The data wasn't reliable. It had accumulated across legacy software, Excel files, Outlook inboxes, and people's heads as the business grew faster than its systems. Tasks got duplicated. Deals slowed. Teams were working from different versions of the truth.
Getting the people right before touching the tools
Before any tools were touched, the focus was on people. We ran cross-border interviews to understand how the licensing process actually worked. Not how it was supposed to work, but how it worked in practice, day to day, across departments and time zones. What came out of those conversations was a clear, agreed picture of how the operation should run. That's what the build was designed around.

From scattered to connected
Delivering that vision would take more than one phase. The first tackled the foundation: one system for all global teams, with automation built into the workflow wherever things slowed down the most. Salesforce was the clear choice. It could hold the weight of a global licensing operation, connect cleanly with the existing stack, and grow alongside the business rather than against it.
The first release covers the full licensing journey, from first contact to signed deal.
Target identification. Company, contact, and market data now lives in Salesforce rather than scattered across files and inboxes. Everything gets logged as the work happens, and emails attach to the right records without anyone having to think about it. When someone picks up a deal mid-conversation, the context is already there.

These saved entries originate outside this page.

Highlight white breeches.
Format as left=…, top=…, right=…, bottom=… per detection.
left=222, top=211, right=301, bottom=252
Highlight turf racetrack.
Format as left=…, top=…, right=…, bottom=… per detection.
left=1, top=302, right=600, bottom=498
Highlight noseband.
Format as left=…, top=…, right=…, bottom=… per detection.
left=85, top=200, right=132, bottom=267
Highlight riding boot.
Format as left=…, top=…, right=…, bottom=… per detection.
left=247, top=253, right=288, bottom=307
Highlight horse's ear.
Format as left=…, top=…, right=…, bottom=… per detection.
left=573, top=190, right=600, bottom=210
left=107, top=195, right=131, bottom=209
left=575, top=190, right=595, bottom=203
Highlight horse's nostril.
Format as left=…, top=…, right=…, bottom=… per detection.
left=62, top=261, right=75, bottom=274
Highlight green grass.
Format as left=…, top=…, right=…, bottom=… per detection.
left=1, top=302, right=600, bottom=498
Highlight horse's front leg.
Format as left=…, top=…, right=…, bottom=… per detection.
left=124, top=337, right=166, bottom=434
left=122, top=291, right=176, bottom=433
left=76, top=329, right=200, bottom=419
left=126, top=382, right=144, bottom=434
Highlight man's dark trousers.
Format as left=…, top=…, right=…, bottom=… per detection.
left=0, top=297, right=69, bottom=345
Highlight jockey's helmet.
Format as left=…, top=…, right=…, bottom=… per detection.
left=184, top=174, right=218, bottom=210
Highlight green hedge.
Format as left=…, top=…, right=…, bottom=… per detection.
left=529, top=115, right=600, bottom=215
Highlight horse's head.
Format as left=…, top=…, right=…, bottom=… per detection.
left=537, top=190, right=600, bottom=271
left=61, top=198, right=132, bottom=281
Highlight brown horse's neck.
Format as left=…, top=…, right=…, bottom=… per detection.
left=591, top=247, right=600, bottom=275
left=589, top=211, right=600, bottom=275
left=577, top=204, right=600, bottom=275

Notification. Formal notice letters used to be written one by one. Now they're produced in a fraction of the time, from data that's already there. Outreach goes out faster and it's consistent, which matters, because every week of delay is a week a rights holder isn't being paid.
Negotiation. Teams running deals across multiple countries used to rely on manual follow-ups and their own memory to keep things moving. Now automated reminders flag what needs attention and approval workflows keep sign-off from becoming a bottleneck. Anyone can see exactly where a deal stands at any moment. Nothing falls through the cracks just because one person was busy or out of office.



Built to be used
A system nobody uses solves nothing. Before launch, we built a training programme that worked across time zones: group sessions, open Q&As, and short videos people could actually find when they needed a reminder. On go-live day, we were in Barcelona working alongside the teams until everything was live, stable, and theirs.
One System, Global Operation
Sisvel now runs its global licensing operation from one connected system instead of fragmented tools, inboxes and local workarounds. The next phase is already underway, building the second part of the picture of how the operation should run.
The hard part is still coming up with the invention. Everything after that just got a lot simpler.